Auction rate securities are long-term government or corporate bond instruments where the interest rates are set at weekly or monthly auctions. As long as there are investors willing to bid on the bonds, they are indeed liquid investments paying higher rates of interests than money market accounts. The problem is that if there aren’t enough investors to buy the bonds, the auctions fail. Investors holding the paper are suddenly stuck with a long-term note with a “penalty” interest rate predefined by the bond’s issuer.

Making a market for auction rate securities was a highly lucrative $330 billion market for the big Wall Street firms, including UBS. But the balance sheets of the big firms have been badly impaired because of the collapse of the mortgage-backed securities market (a crisis of their own doing), so they no longer have the wherewithal to support the auction rate market. That’s why the market for auction rate securities has dried up.

Acting on his broker’s insistence that auction rate securities were as good as cash, Dr. Joffe agreed to allow UBS to invest the foundation’s entire $1.35 million. UBS invested all the money in various ARS series or issues of preferred stock in the Eaton Vance Limited Duration Fund, thereby increasing the Joffe Foundation’s risk because all its auction rate securities investments were tied to that fund.

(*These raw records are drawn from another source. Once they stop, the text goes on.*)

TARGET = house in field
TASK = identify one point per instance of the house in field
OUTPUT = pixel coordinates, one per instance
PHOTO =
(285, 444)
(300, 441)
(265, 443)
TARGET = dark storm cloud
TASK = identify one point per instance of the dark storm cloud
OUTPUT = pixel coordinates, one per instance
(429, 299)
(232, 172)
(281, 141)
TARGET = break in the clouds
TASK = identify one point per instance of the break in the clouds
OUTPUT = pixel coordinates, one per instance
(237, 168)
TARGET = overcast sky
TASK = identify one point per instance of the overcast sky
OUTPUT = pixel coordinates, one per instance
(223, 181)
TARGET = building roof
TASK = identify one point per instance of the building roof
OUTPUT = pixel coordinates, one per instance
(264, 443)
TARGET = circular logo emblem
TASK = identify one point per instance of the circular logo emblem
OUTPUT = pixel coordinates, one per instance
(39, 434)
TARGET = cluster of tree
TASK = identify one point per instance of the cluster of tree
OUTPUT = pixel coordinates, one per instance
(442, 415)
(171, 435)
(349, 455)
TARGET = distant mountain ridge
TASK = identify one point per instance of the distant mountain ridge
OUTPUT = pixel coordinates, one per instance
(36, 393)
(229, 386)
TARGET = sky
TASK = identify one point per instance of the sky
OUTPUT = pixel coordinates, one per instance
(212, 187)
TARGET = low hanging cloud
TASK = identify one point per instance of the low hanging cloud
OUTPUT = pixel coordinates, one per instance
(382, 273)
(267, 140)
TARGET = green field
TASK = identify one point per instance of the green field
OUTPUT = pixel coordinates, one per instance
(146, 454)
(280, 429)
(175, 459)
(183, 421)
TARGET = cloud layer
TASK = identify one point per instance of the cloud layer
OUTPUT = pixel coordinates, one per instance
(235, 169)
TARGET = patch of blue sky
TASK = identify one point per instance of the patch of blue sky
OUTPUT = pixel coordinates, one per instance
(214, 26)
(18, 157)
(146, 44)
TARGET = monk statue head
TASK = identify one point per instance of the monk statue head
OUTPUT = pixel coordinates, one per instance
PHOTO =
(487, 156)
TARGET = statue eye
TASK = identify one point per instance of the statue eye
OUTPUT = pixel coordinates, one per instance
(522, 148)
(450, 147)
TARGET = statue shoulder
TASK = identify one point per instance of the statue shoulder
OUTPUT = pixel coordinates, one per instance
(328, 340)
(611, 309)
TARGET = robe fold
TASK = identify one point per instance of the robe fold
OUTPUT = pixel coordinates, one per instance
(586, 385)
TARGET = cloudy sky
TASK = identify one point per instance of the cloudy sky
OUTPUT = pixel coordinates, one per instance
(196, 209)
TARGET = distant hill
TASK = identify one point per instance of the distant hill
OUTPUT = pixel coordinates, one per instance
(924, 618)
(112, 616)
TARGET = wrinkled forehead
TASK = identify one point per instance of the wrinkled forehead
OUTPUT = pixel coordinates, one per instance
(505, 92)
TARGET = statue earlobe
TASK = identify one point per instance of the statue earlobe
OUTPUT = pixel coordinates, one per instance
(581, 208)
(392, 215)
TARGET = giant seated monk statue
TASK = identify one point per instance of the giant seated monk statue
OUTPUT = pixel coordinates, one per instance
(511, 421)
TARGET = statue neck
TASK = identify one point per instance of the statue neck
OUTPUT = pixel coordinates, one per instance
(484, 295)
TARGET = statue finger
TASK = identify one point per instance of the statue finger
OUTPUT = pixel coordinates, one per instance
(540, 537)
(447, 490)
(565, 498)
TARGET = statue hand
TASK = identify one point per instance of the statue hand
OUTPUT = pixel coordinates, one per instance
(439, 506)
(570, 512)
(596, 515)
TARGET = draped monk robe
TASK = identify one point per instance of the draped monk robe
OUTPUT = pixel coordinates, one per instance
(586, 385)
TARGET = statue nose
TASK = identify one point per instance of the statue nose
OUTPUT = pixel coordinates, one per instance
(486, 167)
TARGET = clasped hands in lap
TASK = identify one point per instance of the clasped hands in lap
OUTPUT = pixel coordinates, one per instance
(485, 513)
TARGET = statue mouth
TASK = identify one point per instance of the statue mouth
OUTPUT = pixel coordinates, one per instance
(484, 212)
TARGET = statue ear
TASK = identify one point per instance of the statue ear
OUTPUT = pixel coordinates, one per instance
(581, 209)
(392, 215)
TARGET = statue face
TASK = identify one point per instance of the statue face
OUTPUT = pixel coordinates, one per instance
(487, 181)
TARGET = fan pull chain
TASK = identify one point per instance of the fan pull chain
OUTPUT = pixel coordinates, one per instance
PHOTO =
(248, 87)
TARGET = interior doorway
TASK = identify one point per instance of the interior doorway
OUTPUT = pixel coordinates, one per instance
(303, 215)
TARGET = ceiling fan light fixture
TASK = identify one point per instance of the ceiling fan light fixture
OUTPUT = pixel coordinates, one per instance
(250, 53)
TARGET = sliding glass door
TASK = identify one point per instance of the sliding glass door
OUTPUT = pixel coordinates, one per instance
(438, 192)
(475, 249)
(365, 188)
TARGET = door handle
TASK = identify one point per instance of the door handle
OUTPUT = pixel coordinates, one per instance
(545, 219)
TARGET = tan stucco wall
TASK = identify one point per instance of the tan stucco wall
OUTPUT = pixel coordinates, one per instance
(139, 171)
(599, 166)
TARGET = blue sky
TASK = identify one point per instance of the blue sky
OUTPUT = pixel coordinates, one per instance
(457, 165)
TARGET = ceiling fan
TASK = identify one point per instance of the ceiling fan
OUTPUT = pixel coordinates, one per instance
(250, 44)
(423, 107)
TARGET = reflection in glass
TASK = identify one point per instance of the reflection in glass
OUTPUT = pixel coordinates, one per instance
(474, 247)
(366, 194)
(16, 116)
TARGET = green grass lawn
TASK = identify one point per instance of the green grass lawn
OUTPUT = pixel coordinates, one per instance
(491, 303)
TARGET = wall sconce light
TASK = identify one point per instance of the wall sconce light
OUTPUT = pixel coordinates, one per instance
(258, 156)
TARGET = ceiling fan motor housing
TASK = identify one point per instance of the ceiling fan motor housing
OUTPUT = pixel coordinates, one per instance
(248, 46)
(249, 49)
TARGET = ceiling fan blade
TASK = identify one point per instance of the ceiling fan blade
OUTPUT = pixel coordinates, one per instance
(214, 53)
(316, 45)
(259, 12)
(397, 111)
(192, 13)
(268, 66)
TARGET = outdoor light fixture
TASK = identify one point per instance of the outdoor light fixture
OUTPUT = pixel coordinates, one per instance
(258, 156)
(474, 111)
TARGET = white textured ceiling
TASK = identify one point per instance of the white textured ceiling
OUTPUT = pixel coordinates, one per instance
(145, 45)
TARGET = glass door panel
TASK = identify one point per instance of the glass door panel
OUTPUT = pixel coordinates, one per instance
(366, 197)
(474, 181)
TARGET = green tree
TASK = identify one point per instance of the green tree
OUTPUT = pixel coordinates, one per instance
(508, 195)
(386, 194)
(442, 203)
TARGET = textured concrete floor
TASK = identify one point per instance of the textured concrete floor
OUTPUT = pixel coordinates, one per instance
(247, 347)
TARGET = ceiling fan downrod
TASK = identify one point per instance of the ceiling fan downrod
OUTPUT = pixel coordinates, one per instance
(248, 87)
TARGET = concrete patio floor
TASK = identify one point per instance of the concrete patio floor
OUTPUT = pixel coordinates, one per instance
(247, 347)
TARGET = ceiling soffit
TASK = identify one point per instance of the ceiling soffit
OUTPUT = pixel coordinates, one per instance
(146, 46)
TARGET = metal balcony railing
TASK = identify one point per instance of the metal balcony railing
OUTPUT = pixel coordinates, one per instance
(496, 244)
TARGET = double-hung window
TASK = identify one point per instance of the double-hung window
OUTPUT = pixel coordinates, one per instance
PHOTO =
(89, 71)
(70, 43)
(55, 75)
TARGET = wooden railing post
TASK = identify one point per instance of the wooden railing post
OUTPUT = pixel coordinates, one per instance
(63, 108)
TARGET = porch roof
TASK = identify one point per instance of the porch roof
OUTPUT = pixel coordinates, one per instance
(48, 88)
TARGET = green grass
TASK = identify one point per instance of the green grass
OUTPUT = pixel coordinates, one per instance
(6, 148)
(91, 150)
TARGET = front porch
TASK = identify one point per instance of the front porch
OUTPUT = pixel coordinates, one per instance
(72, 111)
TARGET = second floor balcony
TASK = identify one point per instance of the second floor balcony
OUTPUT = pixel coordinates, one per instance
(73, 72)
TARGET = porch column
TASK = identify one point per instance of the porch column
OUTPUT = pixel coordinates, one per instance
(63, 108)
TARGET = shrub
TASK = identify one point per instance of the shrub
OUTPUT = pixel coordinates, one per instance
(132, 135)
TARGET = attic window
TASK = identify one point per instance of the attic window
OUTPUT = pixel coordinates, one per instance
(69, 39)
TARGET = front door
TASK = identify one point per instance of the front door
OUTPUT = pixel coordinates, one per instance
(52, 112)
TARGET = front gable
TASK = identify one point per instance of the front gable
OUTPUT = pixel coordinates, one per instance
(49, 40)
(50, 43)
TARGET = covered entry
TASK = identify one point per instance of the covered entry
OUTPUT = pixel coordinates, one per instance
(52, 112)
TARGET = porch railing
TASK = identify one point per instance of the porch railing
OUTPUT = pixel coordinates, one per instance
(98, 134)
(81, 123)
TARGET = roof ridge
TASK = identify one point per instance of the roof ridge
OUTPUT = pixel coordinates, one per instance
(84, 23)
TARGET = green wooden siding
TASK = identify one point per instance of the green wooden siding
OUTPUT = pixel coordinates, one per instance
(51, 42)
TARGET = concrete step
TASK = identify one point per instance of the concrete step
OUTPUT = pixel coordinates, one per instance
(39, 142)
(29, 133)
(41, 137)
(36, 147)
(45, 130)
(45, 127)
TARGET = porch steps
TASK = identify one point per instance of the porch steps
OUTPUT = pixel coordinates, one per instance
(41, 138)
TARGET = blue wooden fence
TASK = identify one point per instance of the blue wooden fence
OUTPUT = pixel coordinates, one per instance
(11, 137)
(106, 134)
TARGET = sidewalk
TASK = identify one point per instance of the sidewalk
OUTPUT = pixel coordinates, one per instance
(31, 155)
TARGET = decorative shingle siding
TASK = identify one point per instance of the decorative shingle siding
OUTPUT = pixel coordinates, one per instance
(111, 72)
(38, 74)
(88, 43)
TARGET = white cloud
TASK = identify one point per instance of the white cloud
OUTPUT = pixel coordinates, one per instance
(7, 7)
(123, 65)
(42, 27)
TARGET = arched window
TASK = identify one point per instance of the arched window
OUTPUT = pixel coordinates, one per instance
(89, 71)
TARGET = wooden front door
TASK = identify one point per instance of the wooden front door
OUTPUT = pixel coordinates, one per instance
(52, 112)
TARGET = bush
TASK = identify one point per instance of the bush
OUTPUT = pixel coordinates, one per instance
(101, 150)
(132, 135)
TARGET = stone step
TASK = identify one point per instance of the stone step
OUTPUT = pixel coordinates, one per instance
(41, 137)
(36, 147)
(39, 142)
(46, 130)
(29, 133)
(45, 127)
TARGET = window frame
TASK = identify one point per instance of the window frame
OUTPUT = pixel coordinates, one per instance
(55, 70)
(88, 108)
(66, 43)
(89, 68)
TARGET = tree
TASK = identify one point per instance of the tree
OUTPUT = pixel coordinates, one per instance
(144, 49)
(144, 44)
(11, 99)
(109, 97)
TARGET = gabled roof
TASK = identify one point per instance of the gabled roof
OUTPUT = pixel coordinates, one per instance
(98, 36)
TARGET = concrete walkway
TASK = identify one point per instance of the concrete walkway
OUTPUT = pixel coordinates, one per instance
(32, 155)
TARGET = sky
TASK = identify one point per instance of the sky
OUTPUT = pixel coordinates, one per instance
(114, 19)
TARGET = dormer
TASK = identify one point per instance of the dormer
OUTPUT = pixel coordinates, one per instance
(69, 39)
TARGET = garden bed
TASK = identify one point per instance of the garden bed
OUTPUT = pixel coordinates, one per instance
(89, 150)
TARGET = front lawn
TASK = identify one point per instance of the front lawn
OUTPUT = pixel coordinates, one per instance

The auction for the Joffe Foundation’s securities failed on Feb. 15, so all its cash is locked up indefinitely. Although the penalty interest rates of failed auction rate securities can sometimes go as high 17%, the penalty rate on the Joffe Foundation’s paper is a measly 4.97%. That makes it incredibly unlikely that anyone will buy the paper before it matures. Moreover, the Eaton Vance fund itself carries enormous potential risk of principal loss.

As a result of this debacle, the Joffe Foundation cannot make a committed $100,000 donation to laser vision correction patients, nor fund its ongoing commitments. The foundation also needs cash to fund the salary of its administrative assistant.

Zamansky & Associates has already filed an arbitration claim on behalf of the Joffe Foundation, but it will take some time before it can be heard. You might think that UBS, which likely earned tens of millions of dollars peddling auction rate securities, would do right for a worthy charity and rescind the fraudulent and unsuitable investments so the foundation can honor its donation commitments, but unfortunately you would be badly mistaken.